In the process of writing the report, some intermediate data is generated. For example, the status of the foundation project was represented using the company's situation in the 2022 report, while in the 2021 report, it was represented using the project's situation. I believe it is acceptable to represent it using the company's situation, making the project's situation an intermediate data. I hope that similar intermediate data can also be made available in other public ways.

Additionally, not all methods have been publicly disclosed during the calculation process. For example, the specific method for confirming which repositories belong to which companies is not fully disclosed. I hope that, as much as possible, this information can be made public so that others can help improve the methods.

mahongweichina commented 10 months ago

The situation regarding community and technology trends is constantly changing, but we don't know what these changes entail. Contributor migration can reflect such trends. I suggest using the current algorithm as a foundation to provide a method for visualizing human migration trends.

frank-zsy commented 10 months ago

In the process of writing the report, some intermediate data is generated.

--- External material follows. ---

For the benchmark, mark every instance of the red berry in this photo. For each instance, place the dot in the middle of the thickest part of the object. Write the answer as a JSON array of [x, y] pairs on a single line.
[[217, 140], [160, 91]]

For example, the status of the foundation project was represented using the company's situation in the 2022 report, while in the 2021 report, it was represented using the project's situation. I believe it is acceptable to represent it using the company's situation, making the project's situation an intermediate data. I hope that similar intermediate data can also be made available in other public ways.

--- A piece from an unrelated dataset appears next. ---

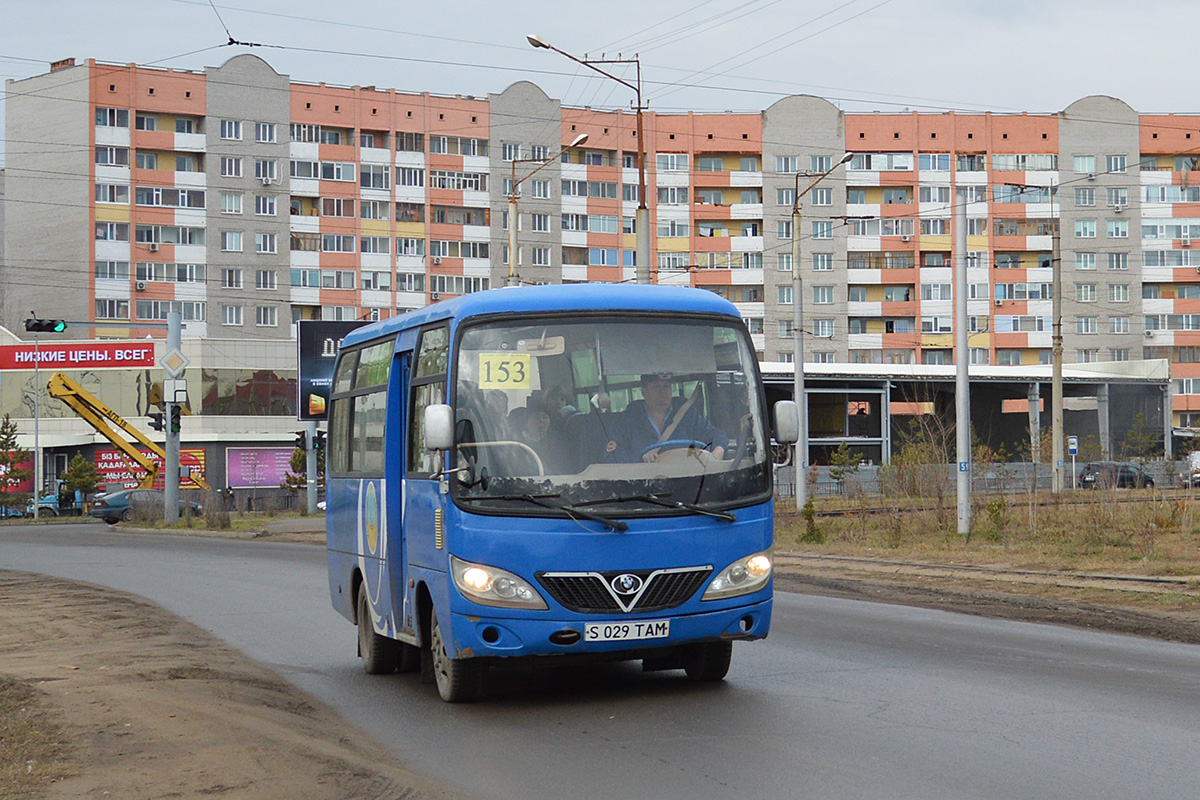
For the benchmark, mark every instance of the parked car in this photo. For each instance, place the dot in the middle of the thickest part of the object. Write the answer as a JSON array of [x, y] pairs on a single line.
[[1109, 474], [125, 505]]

We can design the structure of the report to show the information developers and companies really care, we also produce the data from OpenDigger in JupyterNotebook first like 2021 report and 2022 report. Even some data may not included in the final report but we can still produce the data and put into the notebook.

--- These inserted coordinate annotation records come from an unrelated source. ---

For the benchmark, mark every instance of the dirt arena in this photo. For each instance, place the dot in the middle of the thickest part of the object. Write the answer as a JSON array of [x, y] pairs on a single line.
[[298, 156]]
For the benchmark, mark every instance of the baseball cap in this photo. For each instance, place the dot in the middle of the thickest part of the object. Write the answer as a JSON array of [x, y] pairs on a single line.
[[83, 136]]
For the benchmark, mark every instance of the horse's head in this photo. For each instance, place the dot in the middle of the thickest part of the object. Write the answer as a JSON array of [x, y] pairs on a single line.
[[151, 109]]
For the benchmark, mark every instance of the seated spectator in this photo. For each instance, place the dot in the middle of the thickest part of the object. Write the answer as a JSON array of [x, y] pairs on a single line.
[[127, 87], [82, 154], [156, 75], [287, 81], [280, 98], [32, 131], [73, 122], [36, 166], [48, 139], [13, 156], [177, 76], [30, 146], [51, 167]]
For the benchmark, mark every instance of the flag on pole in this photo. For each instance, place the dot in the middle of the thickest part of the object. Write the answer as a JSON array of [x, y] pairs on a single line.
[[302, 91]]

Additionally, not all methods have been publicly disclosed during the calculation process. For example, the specific method for confirming which repositories belong to which companies is not fully disclosed. I hope that, as much as possible, this information can be made public so that others can help improve the methods.

As shown in the notebooks above, actually the data all come from OpenDigger and the company information are also public from the first day of OpenDigger. You can find all the repositories and companies relationships in the companies label data, actually there are companies keep their repositories updated for OpenDigger, like Alibaba, Ant Group, FitCloud and etc. So welcome to update the data by opening issue and we will update the data for you for any company.

mahongweichina commented 10 months ago

Additionally, not all methods have been publicly disclosed during the calculation process. For example, the specific method for confirming which repositories belong to which companies is not fully disclosed. I hope that, as much as possible, this information can be made public so that others can help improve the methods.

As shown in the notebooks above, actually the data all come from OpenDigger and the company information are also public from the first day of OpenDigger. You can find all the repositories and companies relationships in the companies label data, actually there are companies keep their repositories updated for OpenDigger, like Alibaba, Ant Group, FitCloud and etc. So welcome to update the data by opening issue and we will update the data for you for any company.

Perhaps there is a more effective approach to determine the company affiliation of a repository or organization based on the company with the highest number of contributors to the repository. Typically, the majority of contributors come from their respective companies. I acknowledge that this method may not be entirely precise, but when combined with manual effort, it can yield satisfactory results. What do you think of this? Thank you @frank-zsy .

frank-zsy commented 10 months ago

@mahongweichina This could be a method to determine the company affiliation of a repository or organization, but actually the developers' affiliation is even a more challenge work than the former one. How can we determine the contributors company information? I know for some projects in Alibaba, the majority of the contributions are from external developers rather than internal ones, so the result would be really hard to use as a solid proof of the company affiliation.

mahongweichina commented 10 months ago

@mahongweichina This could be a method to determine the company affiliation of a repository or organization, but actually the developers' affiliation is even a more challenge work than the former one. How can we determine the contributors company information? I know for some projects in Alibaba, the majority of the contributions are from external developers rather than internal ones, so the result would be really hard to use as a solid proof of the company affiliation.

I agree that determining the contributors' company information is a challenge. We can attempt to determine it based on the company and email information in their profiles, although this method is not perfect. The majority of contributions on some projects come from external developers rather than internal ones. However, these external developers represent various different companies, and the number of developers from a single external company is generally not greater than the number of internal developers from a single company.

frank-zsy commented 10 months ago

@mahongweichina Agreed, the diversity of contributors is quite important for the community, actually OpenDigger also published this as contributor email suffixes metric data. You can easily find out the email suffix of contributors in a community by this metric as an index of diversity.